In that letter, Ihlenfeld compared HSBC unfavorably to Riggs Bank. In 2004 and 2005, that scandal-plagued Washington bank was fined a total of $41 million after it was found to have violated anti-money laundering laws, and it was acquired by PNC Financial Services.

“HSBC is to Riggs, as a nuclear waste dump is to a municipal land fill,” Ihlenfeld wrote.

The allegations laid out in the Ihlenfeld letter and other documents couldn’t be confirmed. It is possible that subsequent inquiries have led investigators to alter their views of what went on inside HSBC’s compliance operation.

As they are, the documents reviewed by Reuters, combined with regulatory filings, court documents and interviews with current and former HSBC employees, paint a damning portrait of a bank allegedly unable, and unwilling, to police itself or its clients.

HSBC’s U.S. anti-money laundering division – the people charged with ensuring that the bank toes the line of regulators and law enforcement – has experienced high turnover among executives. Since 2005, at least half a dozen overseers have come and gone.

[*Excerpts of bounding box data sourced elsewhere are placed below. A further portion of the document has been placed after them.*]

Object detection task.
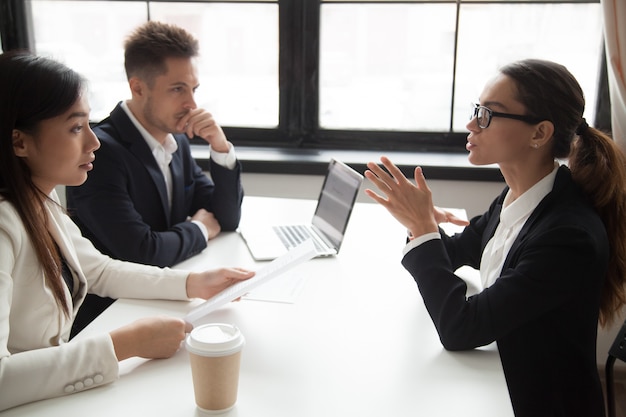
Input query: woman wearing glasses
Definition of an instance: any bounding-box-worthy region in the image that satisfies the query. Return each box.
[365,60,626,417]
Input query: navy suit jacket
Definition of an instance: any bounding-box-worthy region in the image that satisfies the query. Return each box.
[402,167,609,417]
[67,104,243,266]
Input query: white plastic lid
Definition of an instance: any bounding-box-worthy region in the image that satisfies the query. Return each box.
[186,323,245,356]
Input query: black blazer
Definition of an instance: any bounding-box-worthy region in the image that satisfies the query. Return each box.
[67,104,243,266]
[402,166,609,417]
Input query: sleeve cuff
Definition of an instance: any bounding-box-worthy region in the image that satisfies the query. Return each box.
[191,220,209,241]
[402,232,441,256]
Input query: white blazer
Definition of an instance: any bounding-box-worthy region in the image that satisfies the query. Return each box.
[0,192,188,411]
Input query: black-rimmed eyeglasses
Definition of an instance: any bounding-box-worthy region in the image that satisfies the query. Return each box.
[470,103,543,129]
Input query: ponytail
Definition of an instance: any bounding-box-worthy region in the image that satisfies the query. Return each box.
[569,125,626,326]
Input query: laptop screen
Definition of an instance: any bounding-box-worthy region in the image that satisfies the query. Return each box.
[313,159,363,245]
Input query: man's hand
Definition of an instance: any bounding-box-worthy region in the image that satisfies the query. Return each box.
[176,109,230,153]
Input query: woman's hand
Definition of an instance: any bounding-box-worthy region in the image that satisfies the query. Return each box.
[435,206,469,226]
[187,268,254,300]
[110,316,192,361]
[365,156,436,236]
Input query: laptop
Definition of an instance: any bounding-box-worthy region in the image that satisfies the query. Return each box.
[239,159,363,261]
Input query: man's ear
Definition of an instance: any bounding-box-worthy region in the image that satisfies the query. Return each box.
[11,129,28,158]
[128,77,146,97]
[531,120,554,148]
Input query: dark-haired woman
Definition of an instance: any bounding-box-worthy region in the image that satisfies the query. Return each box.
[0,53,253,410]
[366,60,626,417]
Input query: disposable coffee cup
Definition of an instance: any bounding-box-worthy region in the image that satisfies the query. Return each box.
[185,323,245,414]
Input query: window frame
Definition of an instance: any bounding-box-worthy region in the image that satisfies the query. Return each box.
[0,0,611,181]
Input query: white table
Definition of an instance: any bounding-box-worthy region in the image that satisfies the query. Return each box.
[1,197,513,417]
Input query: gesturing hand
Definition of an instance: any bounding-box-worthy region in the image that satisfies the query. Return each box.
[365,156,438,236]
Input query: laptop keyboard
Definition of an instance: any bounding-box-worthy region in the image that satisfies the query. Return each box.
[273,225,325,252]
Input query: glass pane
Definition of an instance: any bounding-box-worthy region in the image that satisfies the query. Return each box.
[32,0,147,120]
[454,3,602,132]
[319,4,456,131]
[150,2,279,127]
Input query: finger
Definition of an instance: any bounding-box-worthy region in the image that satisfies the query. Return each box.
[365,188,387,205]
[380,156,408,183]
[185,322,193,333]
[414,167,428,190]
[364,171,391,192]
[365,162,396,191]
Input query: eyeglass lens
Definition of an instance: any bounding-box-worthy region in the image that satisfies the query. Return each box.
[470,104,491,129]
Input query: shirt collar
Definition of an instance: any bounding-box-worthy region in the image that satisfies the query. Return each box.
[121,101,178,155]
[500,163,559,226]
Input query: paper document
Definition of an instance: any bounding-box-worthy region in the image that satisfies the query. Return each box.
[185,240,317,324]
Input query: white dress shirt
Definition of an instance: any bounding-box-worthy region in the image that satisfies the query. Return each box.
[402,162,559,288]
[480,163,559,288]
[121,101,237,240]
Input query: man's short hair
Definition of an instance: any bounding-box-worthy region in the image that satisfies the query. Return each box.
[124,21,199,86]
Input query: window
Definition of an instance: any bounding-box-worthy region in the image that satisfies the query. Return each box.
[13,0,603,152]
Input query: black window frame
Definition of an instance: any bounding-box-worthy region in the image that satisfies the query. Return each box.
[0,0,611,181]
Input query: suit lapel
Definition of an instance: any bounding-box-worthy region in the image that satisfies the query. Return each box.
[502,166,571,270]
[170,137,186,219]
[111,104,173,224]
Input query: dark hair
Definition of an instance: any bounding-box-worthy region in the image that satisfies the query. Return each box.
[124,21,199,85]
[0,52,85,315]
[500,59,626,325]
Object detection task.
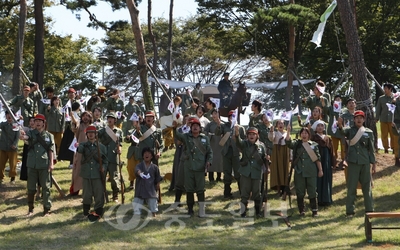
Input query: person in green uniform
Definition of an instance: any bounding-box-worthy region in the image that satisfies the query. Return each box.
[9,86,34,127]
[249,100,263,127]
[77,125,108,221]
[104,89,125,128]
[99,113,124,203]
[285,125,324,217]
[124,96,141,134]
[375,83,399,160]
[21,114,55,216]
[0,111,20,184]
[235,125,267,217]
[215,110,246,199]
[134,110,164,166]
[174,118,213,217]
[338,110,376,217]
[302,80,330,122]
[29,82,43,114]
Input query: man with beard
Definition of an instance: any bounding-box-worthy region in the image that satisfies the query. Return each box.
[21,114,55,216]
[134,110,163,166]
[215,110,246,199]
[174,118,213,217]
[99,113,124,203]
[70,111,93,195]
[338,110,376,217]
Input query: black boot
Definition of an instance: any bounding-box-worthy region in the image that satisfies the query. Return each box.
[28,194,35,216]
[297,197,305,216]
[95,207,103,217]
[83,204,90,216]
[216,172,222,182]
[224,184,232,199]
[186,192,194,217]
[197,192,206,218]
[208,172,214,182]
[254,200,262,217]
[310,198,318,217]
[240,203,247,218]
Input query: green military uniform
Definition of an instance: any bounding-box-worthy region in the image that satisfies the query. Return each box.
[0,122,20,181]
[93,118,107,131]
[44,106,65,132]
[104,97,125,126]
[174,129,213,216]
[98,127,123,200]
[183,106,196,115]
[135,125,164,166]
[286,139,321,214]
[10,95,35,127]
[124,103,142,134]
[29,90,43,114]
[303,96,331,122]
[249,113,264,128]
[236,137,267,214]
[340,126,376,215]
[77,141,108,216]
[215,122,246,198]
[26,129,55,213]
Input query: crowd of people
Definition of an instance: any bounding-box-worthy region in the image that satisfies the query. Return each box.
[0,77,388,221]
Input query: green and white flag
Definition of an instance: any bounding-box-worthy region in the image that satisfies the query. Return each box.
[311,0,336,48]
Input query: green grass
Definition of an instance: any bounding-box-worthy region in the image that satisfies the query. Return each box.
[0,139,400,249]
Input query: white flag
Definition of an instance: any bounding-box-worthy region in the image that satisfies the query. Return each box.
[281,110,292,121]
[182,124,190,134]
[41,99,51,105]
[131,133,139,143]
[292,105,299,115]
[333,101,342,113]
[68,137,77,152]
[129,113,139,122]
[119,91,125,102]
[311,0,336,48]
[386,103,396,114]
[210,97,220,109]
[168,101,175,113]
[264,109,274,122]
[331,116,337,134]
[231,109,238,128]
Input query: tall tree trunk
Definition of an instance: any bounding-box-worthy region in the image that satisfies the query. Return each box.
[32,0,44,89]
[285,0,295,110]
[147,0,158,100]
[337,0,377,147]
[11,0,27,96]
[126,0,154,110]
[167,0,174,80]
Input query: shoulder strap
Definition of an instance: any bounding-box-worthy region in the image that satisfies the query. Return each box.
[349,126,365,146]
[193,136,207,155]
[303,142,318,162]
[219,132,231,147]
[139,125,157,141]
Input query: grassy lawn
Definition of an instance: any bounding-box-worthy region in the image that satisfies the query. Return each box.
[0,133,400,249]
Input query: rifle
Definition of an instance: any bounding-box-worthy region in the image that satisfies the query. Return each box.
[96,137,109,203]
[154,138,162,204]
[115,134,125,204]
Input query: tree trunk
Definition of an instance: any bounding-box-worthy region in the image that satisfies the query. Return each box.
[11,0,27,96]
[32,0,44,89]
[147,0,158,100]
[167,0,174,80]
[337,0,378,145]
[285,0,295,111]
[126,0,154,110]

Compliance staff also encountered pushback from bankers eager to maintain relationships with lucrative clients whose dealings raised red flags.

In the Miami office – an important center for HSBC’s private-banking and retail operations – a longtime private banker was fired for alleged sexual harassment after he warned compliance officers that clients were engaged in shady dealings.

In one email exchange submitted as evidence in that case, employees debated whether the bank should help a Miami client get around U.S. sanctions by moving the client’s business to HSBC’s Hong Kong office. “I believe that the best outcome would be for the customer to open a relationship with Hong Kong just for leters (sic) of credit purposes. He travels there all the time,” private banker Antonio Suarez wrote in a 2008 email. Suarez has since left the bank and couldn’t be reached for comment.

UNDER THE RADAR

The revelations come as HSBC confronts multiple investigations into its internal policing abilities. The Justice Department, the Federal Reserve, the Office of the Comptroller of the Currency, the Manhattan district attorney, the Office of Foreign Assets Control and the Senate Permanent Subcommittee on Investigations are scrutinizing client activities such as cross-border movements of bulk cash, and transactions linked to Iran and other parties under U.S. economic sanctions, the bank said in a February regulatory filing.

“We continue to cooperate with officials in a number of ongoing investigations,” HSBC spokesman Robert Sherman said. “The details of those investigations are confidential, and therefore we will not comment on specific allegations.” HSBC said in its February filing that it was likely to face criminal or civil charges related to the probes.

A successful case against HSBC could result in an onerous fine and represent one of the most significant money laundering cases ever brought against an international bank. It also would draw unaccustomed attention to the challenges governments — and financial institutions — face in monitoring the trillions of dollars flowing through banks’ back-office operations, flows essential to the daily functioning of the global financial system.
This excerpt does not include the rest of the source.